Mormon Women for Ethical Government joined via Zoom, applauding the USBE for "promoting teacher development." Briawna Hugh also presented two proposed amendments, one of which asks the USBE to clarify that educators won't be burdened with undue accusations.
The Utah Ethnic Studies Coalition also expressed that they think the rule needs amendments.
The organization submitted a list of proposed changes, and add more specific language to the rule.
Dr. Kathleen Christy said their goal is to strengthen core curricular standards reflective of history of all students' background and history.
"Because in Utah, we proudly celebrate our Pioneer heritage," Dr. Christy pointed out. "We want to incorporate ethnic studies into the Utah State core curriculum more explicitly to honor the beautiful diversity that defines Utah's enduring legacy."
The group explained that the rule has a lot of language saying what should not be included in equity profession development and needs to explain should be included.
Utah Citizens for Positive Change similarly asked for the same amendments to the rule as the Utah Ethnic Studies Coalition. The group made it clear they were in support of the rule but wanted those modifications.

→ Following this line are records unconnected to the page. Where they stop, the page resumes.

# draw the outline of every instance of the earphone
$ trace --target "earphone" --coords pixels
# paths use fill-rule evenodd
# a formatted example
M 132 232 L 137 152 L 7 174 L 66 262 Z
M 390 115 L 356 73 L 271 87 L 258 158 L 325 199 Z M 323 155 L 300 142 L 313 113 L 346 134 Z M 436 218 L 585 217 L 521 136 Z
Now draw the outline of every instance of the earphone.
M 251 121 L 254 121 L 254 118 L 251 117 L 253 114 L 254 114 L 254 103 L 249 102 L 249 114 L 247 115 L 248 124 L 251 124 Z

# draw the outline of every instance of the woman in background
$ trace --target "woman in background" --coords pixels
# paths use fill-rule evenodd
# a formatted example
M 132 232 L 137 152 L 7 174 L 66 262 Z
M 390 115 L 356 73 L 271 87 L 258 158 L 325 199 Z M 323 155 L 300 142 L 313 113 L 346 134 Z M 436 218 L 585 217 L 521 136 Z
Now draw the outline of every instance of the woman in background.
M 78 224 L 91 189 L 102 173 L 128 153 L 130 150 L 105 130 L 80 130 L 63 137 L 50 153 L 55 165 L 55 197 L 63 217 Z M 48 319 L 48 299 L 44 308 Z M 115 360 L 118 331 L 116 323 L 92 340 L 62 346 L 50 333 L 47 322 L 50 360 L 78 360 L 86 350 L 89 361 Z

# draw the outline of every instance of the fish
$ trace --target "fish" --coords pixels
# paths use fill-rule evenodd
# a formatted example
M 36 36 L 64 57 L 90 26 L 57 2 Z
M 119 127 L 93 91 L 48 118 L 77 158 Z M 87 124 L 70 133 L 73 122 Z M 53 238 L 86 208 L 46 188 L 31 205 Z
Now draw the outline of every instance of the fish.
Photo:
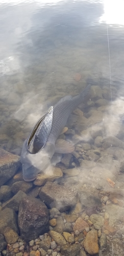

The USBE received hundreds and hundreds of comments. Public records reveal 228 pages of public comment, with anywhere from one to five comments taking up each page.
During in-person public comment, many people told personal stories regarding race and history in Utah schools. Some made additional suggestions for amendments to the rule, including asking for protections for educators.
Others thought the rule was too vague and left too much to interpretation.
Several people brought up the controversy around Critical Race Theory, telling the USBE how harmful they thought it was.
USBE Public Relations Director Mark Peterson said the board has never discussed CRT. He said it never has been part of the discussion and is not part of the state standards.
He stressed that the purpose of the rule deals with professional development, and equity in the classroom.
"This would be professional development for teachers in each school district or charter school, would set their own professional development on that," Peterson said. "And it sets up some expectations for what equity and diversity looks like in the classroom."
Peterson explained that the USBE will meet on August 5 to discuss the rule, and all the public comment received.
He described how this can now go one of three ways: The board could decide to pass the rule as-is, choose to make amendments, or go back to the drawing board.
If the board passes the rule, it would take effect August 8.